Don't forget to compare a properly optimized for loop if you really care about performance.
Some variant of Duff's device if the array is sufficiently long, and prefix --i not suffix i-- (although most compilers will probably correct that automatically.).
Although I'd question if this is the most valuable thing to be optimising. Is this genuinely a bottleneck for the system?
memset(d, 10, 0) is wrong as it only nulls 10 bytes.
prefer std::fill as the intent is clearest.
In general the memset is going to be much faster, make sure you get your length right, obviously your example has not (m)allocated or defined the array of doubles. Now if it truly is going to end up with only a handful of doubles then the loop may turn out to be faster. But as get to the point where the fill loop shadows the handful of setup instructions memset will typically use larger and sometimes aligned chunks to maximize speed.
As usual, test and measure. (although in this case you end up in the cache and the measurement may turn out to be bogus).
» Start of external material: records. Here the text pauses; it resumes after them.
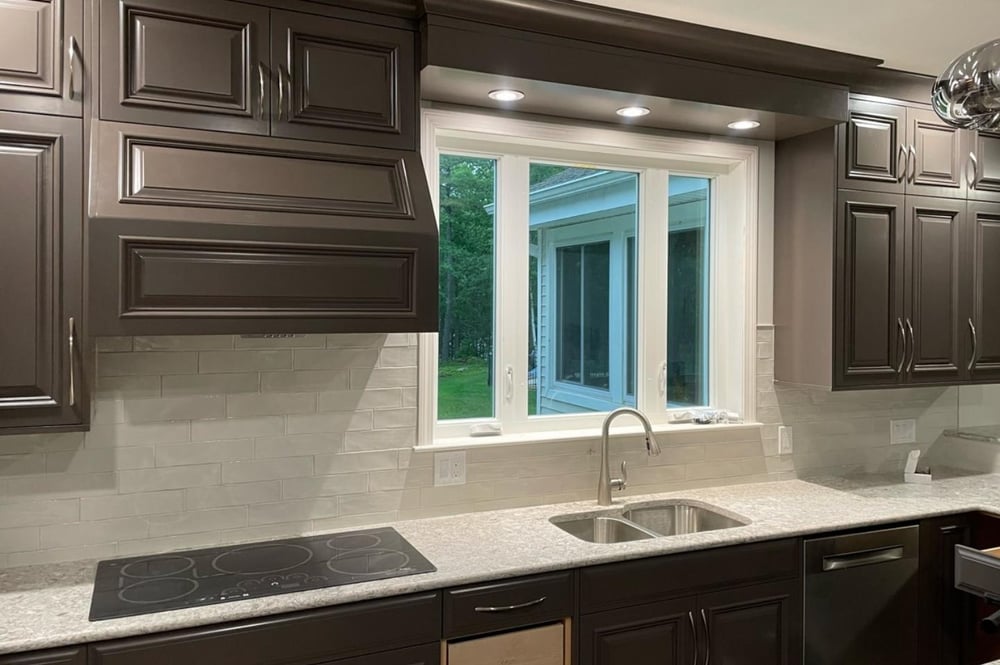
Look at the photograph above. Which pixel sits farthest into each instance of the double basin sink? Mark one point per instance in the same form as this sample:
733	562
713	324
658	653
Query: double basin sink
643	521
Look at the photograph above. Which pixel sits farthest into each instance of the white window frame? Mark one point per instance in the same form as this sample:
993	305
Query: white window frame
515	143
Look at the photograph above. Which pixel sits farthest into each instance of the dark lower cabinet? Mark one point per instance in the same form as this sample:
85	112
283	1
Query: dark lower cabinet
72	656
755	625
661	633
41	273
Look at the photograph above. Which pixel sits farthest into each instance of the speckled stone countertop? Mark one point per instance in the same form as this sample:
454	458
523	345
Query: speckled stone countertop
47	606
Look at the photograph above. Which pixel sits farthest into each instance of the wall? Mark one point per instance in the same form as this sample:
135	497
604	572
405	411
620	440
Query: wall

One way of answering this question is to quickly run the code through Compiler Explorer: If you check this link, you'll see assembly for the following code:
void do_memset(std::array<char, 1024>& a) {
memset(&a, 'q', a.size());
}
void do_fill(std::array<char, 1024>& a) {
std::fill(a.begin(), a.end(), 'q');
}
void do_loop(std::array<char, 1024>& a) {
for (int i = 0; i < a.size(); ++i) {
a[i] = 'q';
}
}
The answer (at least for clang) is that with optimization levels -O0 and -O1, the assembly is different and std::fill will be slower because the use of the iterators is not optimized out. For -O2 and higher, do_memset and do_fill produce the same assembly. The loop ends up calling memset on every item in the array even with -O3.
Assuming release builds tend to run -O2 or higher, there are no performance considerations and I'd recommend using std::fill when it's available, and memset for C.
If you're required to not use STL...
double aValues [10];
ZeroMemory (aValues, sizeof(aValues));
ZeroMemory at least makes the intent clear.
As an alternative to all stuff proposed, I can suggest you NOT to set array to all zeros at startup. Instead, set up value to zero only when you first access the value in a particular cell. This will stave your question off and may be faster.
I think you mean
memset(d, 0, length * sizeof(d[0]))
and
for (int i = length; --i >= 0; ) d[i] = 0;
Personally, I do either one, but I suppose std::fill() is probably better.